Un engagement musical
« Cell-0 represents the core of everything. For us it is a particle that symbolizes the essence of all. That is to say, where everything comes from and where everything ends up… » (Eicca Toppinen) (Cell-0 représente le noyau de toute chose. Pour nous, c’est une particule qui symbolise l’essence de tout. C’est-à-dire, là où toute chose provient et là où toute chose s’arrête.)

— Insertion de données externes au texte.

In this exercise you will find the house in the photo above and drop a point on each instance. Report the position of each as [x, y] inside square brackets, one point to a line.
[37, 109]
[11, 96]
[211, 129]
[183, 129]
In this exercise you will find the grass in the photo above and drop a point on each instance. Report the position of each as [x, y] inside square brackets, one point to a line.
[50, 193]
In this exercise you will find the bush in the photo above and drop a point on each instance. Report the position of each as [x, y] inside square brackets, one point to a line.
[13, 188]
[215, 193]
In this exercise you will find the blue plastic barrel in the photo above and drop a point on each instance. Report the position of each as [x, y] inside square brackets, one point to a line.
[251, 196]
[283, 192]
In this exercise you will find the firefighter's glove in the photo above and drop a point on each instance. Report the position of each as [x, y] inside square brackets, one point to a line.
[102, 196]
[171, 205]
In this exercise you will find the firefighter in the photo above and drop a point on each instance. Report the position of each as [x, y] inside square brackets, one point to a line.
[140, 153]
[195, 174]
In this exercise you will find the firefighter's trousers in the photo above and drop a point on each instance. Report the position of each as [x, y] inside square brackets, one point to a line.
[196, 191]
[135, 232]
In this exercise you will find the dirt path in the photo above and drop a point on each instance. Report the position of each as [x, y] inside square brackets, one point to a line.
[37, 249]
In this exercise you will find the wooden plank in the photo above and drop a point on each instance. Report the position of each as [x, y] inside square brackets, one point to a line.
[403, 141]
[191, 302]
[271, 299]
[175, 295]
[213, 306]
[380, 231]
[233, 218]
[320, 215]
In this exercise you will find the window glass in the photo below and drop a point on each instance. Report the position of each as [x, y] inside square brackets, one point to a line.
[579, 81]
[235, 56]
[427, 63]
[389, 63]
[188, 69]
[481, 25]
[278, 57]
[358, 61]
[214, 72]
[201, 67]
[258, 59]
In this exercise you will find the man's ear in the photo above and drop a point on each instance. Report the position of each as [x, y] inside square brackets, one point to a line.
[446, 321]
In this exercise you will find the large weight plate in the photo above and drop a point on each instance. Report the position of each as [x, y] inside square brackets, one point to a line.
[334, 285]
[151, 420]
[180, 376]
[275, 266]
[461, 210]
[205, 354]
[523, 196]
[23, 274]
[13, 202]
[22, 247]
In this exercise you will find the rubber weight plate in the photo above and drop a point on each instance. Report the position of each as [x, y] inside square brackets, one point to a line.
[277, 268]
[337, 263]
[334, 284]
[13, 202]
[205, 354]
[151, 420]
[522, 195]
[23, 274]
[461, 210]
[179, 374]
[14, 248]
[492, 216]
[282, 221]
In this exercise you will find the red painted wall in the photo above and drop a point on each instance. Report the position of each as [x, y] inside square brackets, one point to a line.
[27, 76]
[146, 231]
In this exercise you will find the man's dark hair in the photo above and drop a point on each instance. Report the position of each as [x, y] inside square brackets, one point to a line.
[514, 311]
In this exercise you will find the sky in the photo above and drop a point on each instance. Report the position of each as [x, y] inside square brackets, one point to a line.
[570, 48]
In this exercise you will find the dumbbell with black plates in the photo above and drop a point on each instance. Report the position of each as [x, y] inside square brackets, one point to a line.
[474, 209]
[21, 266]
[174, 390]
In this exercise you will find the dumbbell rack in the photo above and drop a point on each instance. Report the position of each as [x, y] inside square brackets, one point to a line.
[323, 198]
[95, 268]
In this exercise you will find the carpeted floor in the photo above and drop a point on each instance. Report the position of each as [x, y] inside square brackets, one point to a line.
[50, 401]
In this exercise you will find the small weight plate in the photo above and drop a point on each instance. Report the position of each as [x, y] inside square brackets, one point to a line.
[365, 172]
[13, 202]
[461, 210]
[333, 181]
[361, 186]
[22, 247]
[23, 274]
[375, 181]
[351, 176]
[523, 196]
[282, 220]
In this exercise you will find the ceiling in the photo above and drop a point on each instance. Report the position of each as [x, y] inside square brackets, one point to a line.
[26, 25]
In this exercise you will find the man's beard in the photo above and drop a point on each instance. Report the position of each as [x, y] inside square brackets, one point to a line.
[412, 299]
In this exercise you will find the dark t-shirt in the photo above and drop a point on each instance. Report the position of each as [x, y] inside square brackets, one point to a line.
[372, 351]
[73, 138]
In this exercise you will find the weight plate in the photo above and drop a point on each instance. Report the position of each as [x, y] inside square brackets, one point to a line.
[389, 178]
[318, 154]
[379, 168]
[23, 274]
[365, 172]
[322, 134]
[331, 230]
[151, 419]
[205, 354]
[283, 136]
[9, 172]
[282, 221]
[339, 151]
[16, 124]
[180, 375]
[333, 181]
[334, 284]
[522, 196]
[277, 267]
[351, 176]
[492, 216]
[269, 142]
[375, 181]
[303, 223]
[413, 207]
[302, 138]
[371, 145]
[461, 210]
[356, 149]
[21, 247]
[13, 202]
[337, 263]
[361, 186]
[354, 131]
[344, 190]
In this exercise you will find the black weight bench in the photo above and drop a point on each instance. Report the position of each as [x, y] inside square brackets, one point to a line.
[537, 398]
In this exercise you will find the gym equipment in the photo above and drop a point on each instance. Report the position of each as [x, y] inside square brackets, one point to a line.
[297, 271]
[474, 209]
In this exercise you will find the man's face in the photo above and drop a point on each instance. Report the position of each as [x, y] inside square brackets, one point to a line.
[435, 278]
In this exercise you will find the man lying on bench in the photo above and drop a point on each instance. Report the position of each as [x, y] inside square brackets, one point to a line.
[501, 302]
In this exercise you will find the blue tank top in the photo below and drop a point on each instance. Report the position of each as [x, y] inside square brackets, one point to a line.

Les réponses sont apportées par l’un de ses membres. En effet, Cell-0 s’inspire de cette origine, de cette vie qui fleurit puis meurt dans l’ordre des choses, de cette essence de l’univers fondée sur l’équilibre et le déséquilibre par principe antithétique et nécessaire. Tout cela insufflé à cet album. Honneur à la création, à la naissance des sentiments, à la musique comme pansement face à la séparation et à la violence canalisée et ineffable, Cell-0 est un hommage à l’invention et à la réconciliation. Voilà le défi que les membres ont décidé de relever : dépasser leurs limites, explorer les facettes de leur violoncelle, faire en sorte que chaque note de leur instrument soit semblable à ces étoiles qu’ils ont eu la chance de contempler dans ce processus de création de l’album. Rages, ignorance, espérance, contrition et plus généralement aveuglement sont cultivés par le groupe pour décrire une humanité en manque de repère, une humanité perdue dans une immense quête de savoir soldée sur la destruction du monde qu’il croyait connaître. La tragédie de Cell-0 serait ainsi cette envie de détourner le regard, de prêter attention à autre chose au point où nous conduisons ce que nous aimons à une mort assurée, aux Ashes Of The Modern World. Visuellement, vous observerez cette magnifique couverture sur laquelle vous trouverez l’instrument de prédilection d’Apocalyptica, le violoncelle, qui, posé sur des vagues sombres ou du sable noir, semble imploser en morceaux sombres tel de l’onyx. Vous l’avez compris : esthétique et musique riment avec engagement environnemental et social.

En Route To Mayhem
Pas de panique. Le portrait n’est pas si sombre. Si Cell-0 annonce ce point de retour à l’origine, au 0 harmonieux, au tout, au rien, au commencement, à la fin, aux fondements de la vie et de la mort, il commence très fort avec Ashes Of The Modern World. Vous noterez, dans des cascades de mélodies et de notes d’une finesse et d’une ténuité époustouflante, une promesse en une régénération. Rise propose un clip de dégradés de roses, de noirs, de forêts, de champs et de fleurs dans un univers incongru. Rise, pour vous dire que si tout n’est pas tout rose, il existe toujours des moyens de lutter contre l’ignorance anxiogène qui pèse sur le genre humain. Le violoncelle devient cet outil d’exploration, cette palette aux mille et une couleurs. Neuf morceaux vous attendent. Ils sont tous à couper le souffle. Ashes Of The Modern World balaie des ruines pour vous aider à tout reconstruire autrement. Cell-0, l’homonyme, grince et s’agite. Rise vous invite à renaître. En Route To Mayhem pour un retour à la mutilation ; Call My Name sonde l’inconnu. Fire & Ice, notre favorite, pour renouer avec un côté chamanique et traditionnel. Et, enfin, nos trois derniers morceaux que nous adorons, Scream For The Silent, Catharsis and Beyond The Stars afin de créer et de faire fleurir ce quelque chose dont nous ne nous lasserons jamais. Un peu d’amour, de vie et d’art.